Measured Extravagance

2000-12-12 - 11:44 p.m.

My Christmas cactus is still blooming! I bought it last year from one of the secretaries on my floor - she was selling cacti and cyclamen for her cousin's PTA. The cyclamen didn't last long after the move to Nashville (they do thrive here, but I was going through a black-thumbed funk at the time). The cactus roosted quietly in our bathroom all year, and then, right before Thankgiving, the first magenta-and-white buds unfurled. I can't even remember if it had flowers last year, making it all the more thrilling every time I stop in the bathroom to feed the cat or perform my ablutions or retrieve a book and behold my beautiful plant. I may have to go scavenging around the nurseries after the season to see if there are any dormant beauties that can be carried away for a song - what's a song against future thrills...?

A Christmas cactus also figures in one of my favorite holiday stories, which is printed in The Bachelor Brothers' Bed & Breakfast by Bill Richardson. It's the chapter titled "Brief Lives: Kevin." Fruitcake-construction and Liberace also figure prominently in the story. to give you a flavor of Mr. Richardson's style, I'll end with an excerpt from another of the "Brief Lives" glimpsed in the book, this one penned by a lawyer named Gordon who found himself attempting to get into the spirit of a nature retreat:

"Ok, tree," I said. "Give! Tell me something I need to know." I snickered. But I didn't let go. It felt good, much to my surprise, to hug this tree, which was old and full of the stuff of support. It was unexpectedly settling, like being anchored and buoyed at the same time.

A few minutes passed, and still I held on. The tree was a pine, or a fir, or a cedar. For me, the distinctions are hazy. The bark was raspy, slightly sticky.Resin. I breathed in the smell of Christmas.

"Tell me," I said, again, "tell me something I need to know."
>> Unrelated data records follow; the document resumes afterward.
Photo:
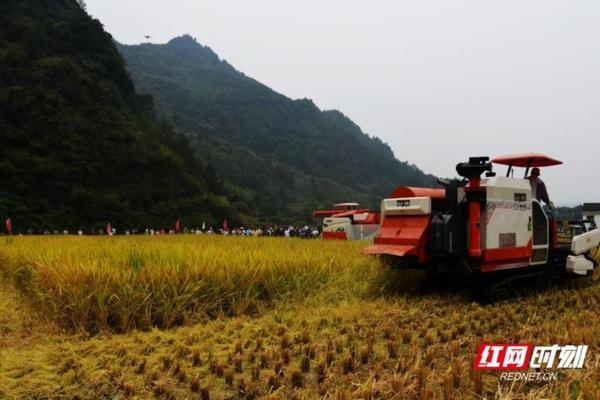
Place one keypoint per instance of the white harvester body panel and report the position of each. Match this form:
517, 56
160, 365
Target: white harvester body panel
506, 223
579, 265
408, 206
585, 242
334, 224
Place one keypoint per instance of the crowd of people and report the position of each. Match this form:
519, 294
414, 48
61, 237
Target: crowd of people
304, 232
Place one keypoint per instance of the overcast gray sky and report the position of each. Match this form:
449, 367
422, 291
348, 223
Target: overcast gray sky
439, 80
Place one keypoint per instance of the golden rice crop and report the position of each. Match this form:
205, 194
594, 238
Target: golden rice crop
120, 283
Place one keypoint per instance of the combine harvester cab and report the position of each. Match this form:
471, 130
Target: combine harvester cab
480, 226
348, 222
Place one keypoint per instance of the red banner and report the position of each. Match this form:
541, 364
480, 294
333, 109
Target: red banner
8, 226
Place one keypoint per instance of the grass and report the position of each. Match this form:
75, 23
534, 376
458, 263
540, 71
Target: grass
343, 337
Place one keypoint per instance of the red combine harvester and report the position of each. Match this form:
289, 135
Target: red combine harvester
481, 227
348, 222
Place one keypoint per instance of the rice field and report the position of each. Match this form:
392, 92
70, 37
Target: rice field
188, 317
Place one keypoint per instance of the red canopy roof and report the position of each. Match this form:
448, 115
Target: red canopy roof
405, 191
527, 160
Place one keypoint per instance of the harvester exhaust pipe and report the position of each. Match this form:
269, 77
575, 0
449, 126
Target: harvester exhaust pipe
472, 170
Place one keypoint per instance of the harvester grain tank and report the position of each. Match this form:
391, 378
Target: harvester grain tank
482, 226
347, 221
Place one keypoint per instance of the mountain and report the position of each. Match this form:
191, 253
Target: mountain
287, 155
79, 147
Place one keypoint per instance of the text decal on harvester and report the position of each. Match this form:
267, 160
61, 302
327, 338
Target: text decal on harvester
510, 357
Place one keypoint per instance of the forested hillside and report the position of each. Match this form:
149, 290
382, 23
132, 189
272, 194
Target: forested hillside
79, 147
288, 155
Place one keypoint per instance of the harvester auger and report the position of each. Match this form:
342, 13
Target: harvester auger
486, 231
This time the tree spoke. Its voice came up from its roots,rising up through its tight and many rings. It said, "Get the hell out."

If you've heard a tree talk, you'll know that you don't argue or cross-examine. You do what you're told...

[some time later]

"Virgil [said Hector, one of the Bachelor Brothers], "what book would you suggest for someone who was told by a tree to get the hell out?"

Virgil considered this for a long minute or two.

"Not Dante. But the Hardy Boys might be a good bet. And give him a whisky, quick. Whisky's curative properties are diluted by half if it's given after noon."